Das Luciafest am 13. Dezember ist ein sehr wichtiger Feiertag in Schweden. Der christliche Festtag soll an die Märtyrerin Lucia von Syrakus erinnern, die einer Sage nach Essen an Bedürftige in die Katakomben brachte, wo sich diese versteckt hielten. Um im Dunkeln die Hände freizuhaben, soll sich Lucia einen Kranz aus Kerzen auf den Kopf gesetzt haben. Sängerin Lydia Mel aus Schaffhausen, die mit ihrem schwedischen Mann sieben Jahre in seinem Heimatland lebte, erzählt: «Es ist für Mädchen und Frauen in Schweden eine Ehre, Lucia sein zu dürfen.» Die Auserwählten tragen ein weisses, langes Gewand mit einem roten Gürtel und eben einen Lichterkranz auf dem Kopf. Mit einer grossen Kerze in der Hand laufen sie dann prozessionsartig durch das Dorf. 

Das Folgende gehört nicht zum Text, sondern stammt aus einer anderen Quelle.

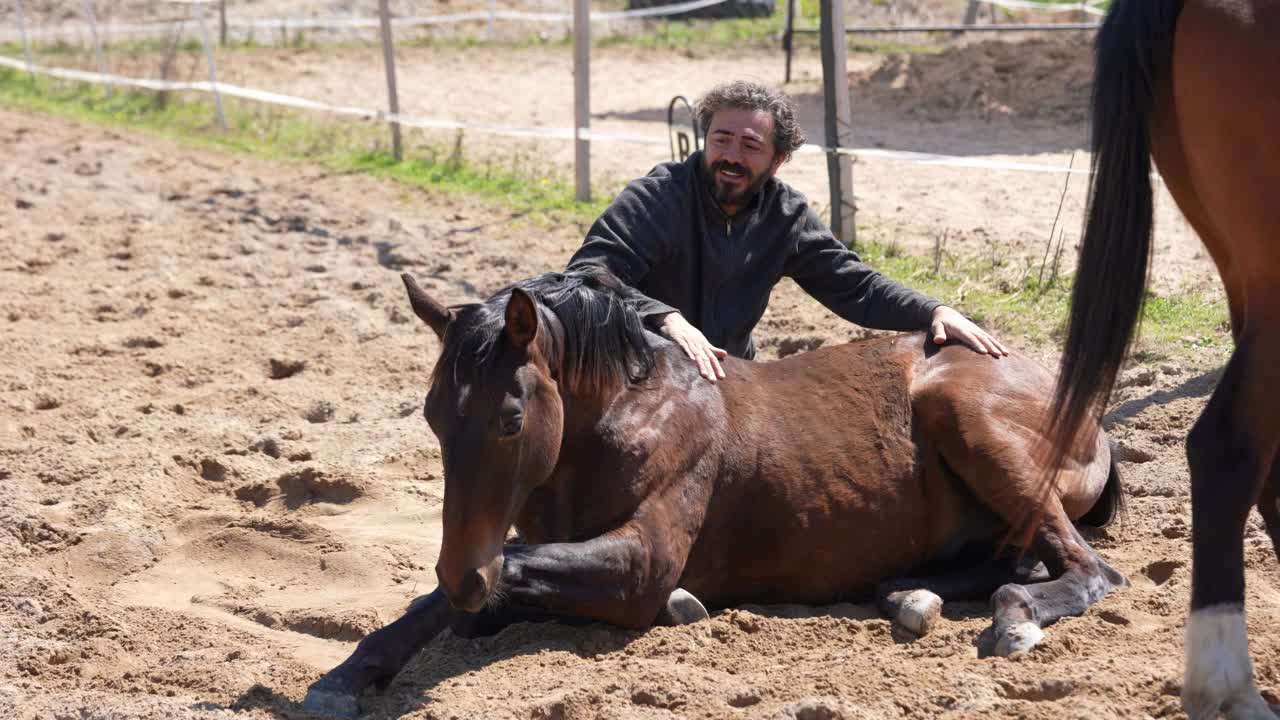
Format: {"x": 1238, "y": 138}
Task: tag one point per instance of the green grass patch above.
{"x": 1015, "y": 300}
{"x": 288, "y": 136}
{"x": 1033, "y": 304}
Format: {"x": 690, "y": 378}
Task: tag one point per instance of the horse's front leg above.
{"x": 380, "y": 656}
{"x": 624, "y": 578}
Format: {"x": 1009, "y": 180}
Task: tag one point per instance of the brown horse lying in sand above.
{"x": 639, "y": 490}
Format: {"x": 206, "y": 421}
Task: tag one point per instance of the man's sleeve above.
{"x": 837, "y": 278}
{"x": 630, "y": 238}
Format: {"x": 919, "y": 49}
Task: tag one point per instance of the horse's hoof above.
{"x": 918, "y": 611}
{"x": 1019, "y": 638}
{"x": 1247, "y": 705}
{"x": 333, "y": 703}
{"x": 682, "y": 609}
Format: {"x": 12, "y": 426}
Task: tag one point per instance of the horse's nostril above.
{"x": 470, "y": 593}
{"x": 511, "y": 425}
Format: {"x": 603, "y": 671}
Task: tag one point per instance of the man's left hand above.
{"x": 950, "y": 324}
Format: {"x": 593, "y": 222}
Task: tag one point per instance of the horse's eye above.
{"x": 511, "y": 418}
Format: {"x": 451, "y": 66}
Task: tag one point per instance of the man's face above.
{"x": 740, "y": 155}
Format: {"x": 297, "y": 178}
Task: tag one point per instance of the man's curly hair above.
{"x": 787, "y": 136}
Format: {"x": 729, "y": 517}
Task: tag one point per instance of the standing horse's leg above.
{"x": 915, "y": 604}
{"x": 1269, "y": 505}
{"x": 1080, "y": 578}
{"x": 1230, "y": 451}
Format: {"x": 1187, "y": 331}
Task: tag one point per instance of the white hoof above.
{"x": 684, "y": 609}
{"x": 1219, "y": 675}
{"x": 1019, "y": 638}
{"x": 919, "y": 611}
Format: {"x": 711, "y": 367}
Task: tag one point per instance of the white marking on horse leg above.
{"x": 1019, "y": 638}
{"x": 919, "y": 610}
{"x": 1219, "y": 674}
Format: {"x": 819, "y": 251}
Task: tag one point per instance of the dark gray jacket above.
{"x": 666, "y": 237}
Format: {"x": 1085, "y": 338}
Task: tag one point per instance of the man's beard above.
{"x": 726, "y": 195}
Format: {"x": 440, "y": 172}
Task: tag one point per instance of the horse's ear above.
{"x": 435, "y": 315}
{"x": 521, "y": 318}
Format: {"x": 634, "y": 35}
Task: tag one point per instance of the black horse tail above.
{"x": 1134, "y": 53}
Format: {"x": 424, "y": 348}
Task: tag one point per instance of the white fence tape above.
{"x": 1091, "y": 7}
{"x": 273, "y": 24}
{"x": 510, "y": 131}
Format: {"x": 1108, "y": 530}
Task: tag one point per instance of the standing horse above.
{"x": 1196, "y": 85}
{"x": 641, "y": 492}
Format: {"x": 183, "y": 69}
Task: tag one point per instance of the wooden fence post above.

«Am 24. Dezember steht um 15 Uhr ganz Schweden still. So gut wie alle schauen ‹Kalle Anka› im Fernsehen», so die Sängerin. Bei «Kalle Anka» handelt es sich um Donald Duck. «Im Gegensatz zur Schweiz, wo man sich hauptsächlich am Abend des 24. Dezembers trifft, feiern viele in Schweden den ganzen Tag». Lydia Mel führt weiter aus, dass an Heiligabend mehr oder weniger den ganzen Tag gegessen wird. Zum Abendessen würden Janssons Frestelse (ein spezieller Kartoffelgratin), Köttbullar (Fleischbälle) und Prinskorvar (kleinere Würste) bevorzugt.

Lussekatt ist ein typisches Weihnachtsgebäck aus Schweden. Es wird traditionell zum Luciafest am 13. Dezember gebacken. Safran gibt dem Gebäck die typisch gelbe Farbe. Bild: zVg.